Evaluation of double combination of amoxicillin with polyclonal IVIG against MRSA isolate C19 using time-kill assay. Notes: Isolate C19 was selected based on the synergistic response in checkerboard assay when IVIG was combined with amoxicillin (FIC = 0.125). The bacterial suspension at a density of 1 × 10⁵ CFU/mL was used to inoculate 50 mL MHB in 250 mL Erlenmeyer flasks, before being incubated at 37°C under shaking at 200 rpm for 8 hours. The samples were collected at 2-hour intervals, and the viable bacterial counts were determined. A given antibiotic and the polyclonal IVIG were tested individually and in combination using the following four sets of experiments: (A) 10 μg/mL of IVIG and amoxicillin at one-fourth of MIC, (B) 100 μg/mL of IVIG and amoxicillin at one-fourth of MIC, (C) 10 μg/mL of IVIG and amoxicillin at half of MIC, and (D) 100 μg/mL of IVIG and amoxicillin at half of MIC. Abbreviations: IVIG, intravenous immunoglobulin G; MRSA, methicillin-resistant Staphylococcus aureus; FIC, fraction inhibitory concentration; CFU, colony forming units; MHB, Müeller-Hinton broth; MIC, minimum inhibitory concentration; SD, standard deviation.

Figure 3

Evaluation of double combination of amoxicillin with polyclonal IVIG against E. faecalis isolate EF4 using time-kill assay. Notes: Isolate EF4 was selected based on the synergistic response in checkerboard assay when IVIG was combined with amoxicillin (FIC = 0.25). A given antibiotic and the polyclonal IVIG were tested individually and in combination using the following four sets of experiments: (A) 10 μg/mL of IVIG and amoxicillin at one-fourth of MIC, (B) 100 μg/mL of IVIG and amoxicillin at one-fourth of MIC, (C) 10 μg/mL of IVIG and amoxicillin at half of MIC, and (D) 100 μg/mL of IVIG and amoxicillin at half of MIC. Abbreviations: IVIG, intravenous immunoglobulin G; E. faecalis, Enterococcus faecalis; FIC, fraction inhibitory concentration; MIC, minimum inhibitory concentration; SD, standard deviation.

Figure 4

Evaluation of the antimicrobial activity of amoxicillin and vancomycin in combination with polyclonal IVIG against invasive MRSA infection in a murine model. Notes: Eight groups each of five mice were used to assess the combination therapy against invasive sepsis by MRSA isolate C19. The groups of the animal assigned for infection were injected IP with 1 mL of the bacterial suspension (1 × 10⁸ CFU/mL).
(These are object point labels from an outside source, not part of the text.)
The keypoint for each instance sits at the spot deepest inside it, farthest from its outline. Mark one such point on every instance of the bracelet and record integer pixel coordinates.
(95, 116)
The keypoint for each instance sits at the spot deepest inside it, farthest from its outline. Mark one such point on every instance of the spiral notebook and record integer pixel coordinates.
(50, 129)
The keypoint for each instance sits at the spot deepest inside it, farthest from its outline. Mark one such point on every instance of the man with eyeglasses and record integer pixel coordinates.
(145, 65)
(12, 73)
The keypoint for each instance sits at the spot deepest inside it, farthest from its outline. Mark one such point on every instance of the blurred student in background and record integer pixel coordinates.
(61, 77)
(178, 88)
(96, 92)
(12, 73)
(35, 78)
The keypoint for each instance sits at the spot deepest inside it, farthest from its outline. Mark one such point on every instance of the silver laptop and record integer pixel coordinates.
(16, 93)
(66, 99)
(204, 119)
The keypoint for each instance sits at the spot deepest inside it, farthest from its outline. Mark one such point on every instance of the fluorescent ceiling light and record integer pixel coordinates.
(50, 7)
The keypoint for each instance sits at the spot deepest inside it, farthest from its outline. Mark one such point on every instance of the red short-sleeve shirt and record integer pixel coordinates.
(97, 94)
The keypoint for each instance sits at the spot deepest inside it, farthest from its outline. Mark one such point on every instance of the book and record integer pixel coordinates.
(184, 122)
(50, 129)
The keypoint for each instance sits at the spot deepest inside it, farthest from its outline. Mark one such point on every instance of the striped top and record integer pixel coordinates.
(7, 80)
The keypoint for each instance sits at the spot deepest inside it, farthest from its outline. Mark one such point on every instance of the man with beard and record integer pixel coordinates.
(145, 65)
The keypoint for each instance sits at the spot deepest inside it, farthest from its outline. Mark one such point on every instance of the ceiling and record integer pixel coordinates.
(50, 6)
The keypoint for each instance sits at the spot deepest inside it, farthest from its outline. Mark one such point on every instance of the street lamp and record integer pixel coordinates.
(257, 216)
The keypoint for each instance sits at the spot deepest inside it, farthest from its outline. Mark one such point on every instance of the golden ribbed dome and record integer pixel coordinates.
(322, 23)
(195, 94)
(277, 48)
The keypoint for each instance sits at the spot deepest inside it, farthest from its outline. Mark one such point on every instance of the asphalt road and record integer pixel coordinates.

Animals were treated with the antibiotics or the IVIG individually or in combination. On the fifth day post injection, mice were euthanized, the kidney, lung, heart, and liver were aseptically collected and homogenized, and viable bacterial counts were determined. Abbreviations: IVIG, intravenous immunoglobulin G; MRSA, methicillin-resistant Staphylococcus aureus; IP, intraperitoneally; CFU, colony forming units; SD, standard deviation.